Des discussions sont toujours souhaitables, et un accord serait le bienvenu sur la dénucléarisation militaire de l’espace. Mais comment organiser des missions de vérification puisqu’il faudrait approcher chaque satellite à quelques mètres pour en analyser le rayonnement ?

Même si le président Biden se doit de conserver une posture de fermeté, il apparaît ouvert aux discussions internationales et doit tenir les questions nucléaires et spatiales comme essentielles. Verrons-nous donc de nouvelles négociations ?

Denis LAMBERT


[1]    Le terme « capstone » signifie la clef de voûte, c’est à dire la pierre finale.

[2]    Christen McCURDY, « STRATCOM wants smaller role for nuclear weapons in U.S., Russia, China », https://www.spacewar.com/reports/STRATCOM_wants_smaller_role_for_nuclear_weapons_in_US_Russia_China_999.html du 6 mai 2021.

[3]    Et la situation est encore pire en France où polytechniciens, mineurs ou centraliens se réorientent après leur réussite au concours (donc après avoir été comptés comme scientifiques) pour se ruer vers des disciplines plus rémunératrices que la Science.

[4]    https://www.spacewar.com/reports/Russia_ready_to_discuss_strategic_stability_issues_with_US_999.html du 4 mai 2021

[5]    On ne peut pas dire que ce soit faux : le Journal of Electronic Defense, par exemple, a été rebaptisé l’an dernier Journal of Electromagnetic Dominance.
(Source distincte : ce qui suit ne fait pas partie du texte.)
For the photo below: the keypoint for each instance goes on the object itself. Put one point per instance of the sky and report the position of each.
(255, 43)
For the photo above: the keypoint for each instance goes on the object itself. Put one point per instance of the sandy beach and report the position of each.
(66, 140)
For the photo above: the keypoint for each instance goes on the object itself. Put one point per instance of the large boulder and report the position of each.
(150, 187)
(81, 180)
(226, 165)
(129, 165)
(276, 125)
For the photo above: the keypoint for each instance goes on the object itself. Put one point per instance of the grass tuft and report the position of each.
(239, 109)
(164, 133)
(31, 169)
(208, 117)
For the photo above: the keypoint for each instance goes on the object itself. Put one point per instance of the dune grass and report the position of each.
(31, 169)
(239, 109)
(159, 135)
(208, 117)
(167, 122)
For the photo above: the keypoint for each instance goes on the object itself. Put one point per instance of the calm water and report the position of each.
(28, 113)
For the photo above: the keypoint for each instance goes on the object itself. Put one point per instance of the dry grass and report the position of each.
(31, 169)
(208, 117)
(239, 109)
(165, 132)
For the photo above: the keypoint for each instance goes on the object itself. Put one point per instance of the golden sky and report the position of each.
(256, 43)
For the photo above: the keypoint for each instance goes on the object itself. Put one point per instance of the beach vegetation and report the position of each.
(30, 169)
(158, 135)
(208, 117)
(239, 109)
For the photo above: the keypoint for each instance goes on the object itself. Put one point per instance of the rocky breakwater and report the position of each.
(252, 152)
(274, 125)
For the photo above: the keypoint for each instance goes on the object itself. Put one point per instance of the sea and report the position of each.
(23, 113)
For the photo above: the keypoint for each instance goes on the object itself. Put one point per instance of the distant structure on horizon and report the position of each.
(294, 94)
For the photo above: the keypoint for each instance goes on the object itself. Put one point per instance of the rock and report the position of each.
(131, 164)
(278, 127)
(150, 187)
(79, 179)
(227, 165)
Ce n’est pas un choix de vocabulaire idéal pour amadouer des adversaires !

[6]    Ed.ADAMCZYK, https://www.spacewar.com/reports/GAO_report_Missile_Defense_Agency_missed_2020_delivery_testing_goals_999.html du 28 avril 2021.

[7]    https://www.sinodaily.com/afp/210509053625.52ccw60n.html du 9 mai 2021.

[8]    https://www.spacedaily.com/reports/US_watching_Chinese_rockets_erratic_re-entry_Pentagon_999.html du 6 mai 2021.

[9]    https://www.spacedaily.com/reports/Chinas_space_station_takes_shared_future_concept_to_space_999.html du  1er mai 2021.

[10]  https://www.spacedaily.com/reports/US_not_planning_to_shoot_down_errant_Chinese_rocket_defense_chief_999.html du 6 mai 2021.

[11]  Bruce McCLINTOCK, Katie FEISTEL, Douglas C. LIGOR, Kathryn O’CONNOR , https://www.spacewar.com/reports/Responsible_Space_Behavior_for_the_New_Space_Era_999.html du 27 avril 2021.

[12]  Cf de l’auteur « Vers un retour des traités internationaux avec le président Biden ? », sur le site.

[13]  https://www.spacewar.com/reports/Who_Controls_Space_999.html du 26 avril 2021.

[14] https://www.spacewar.com/reports/Chinese_Foreign_Ministry_calls_for_promptly_starting_talks_on_space_arms_control_999.html du 14 avril 2021.

[15]  Très exactement : « Treaty on Principles Governing the Activities of States in the Exploration and Use of Outer Space, including the Moon and Other Celestial Bodies » du 10 octobre 1967.

[16]  Elizabeth SHIM, https://www.spacewar.com/reports/North_Koreas_satellites_in_orbit_not_transmitting_data_999.html du 23 avril 2021.

[17]  En 2016, les Nord-Coréens n’auraient certainement pas su miniaturiser suffisamment un engin nucléaire efficace. On ne peut plus en être certains à ce jour.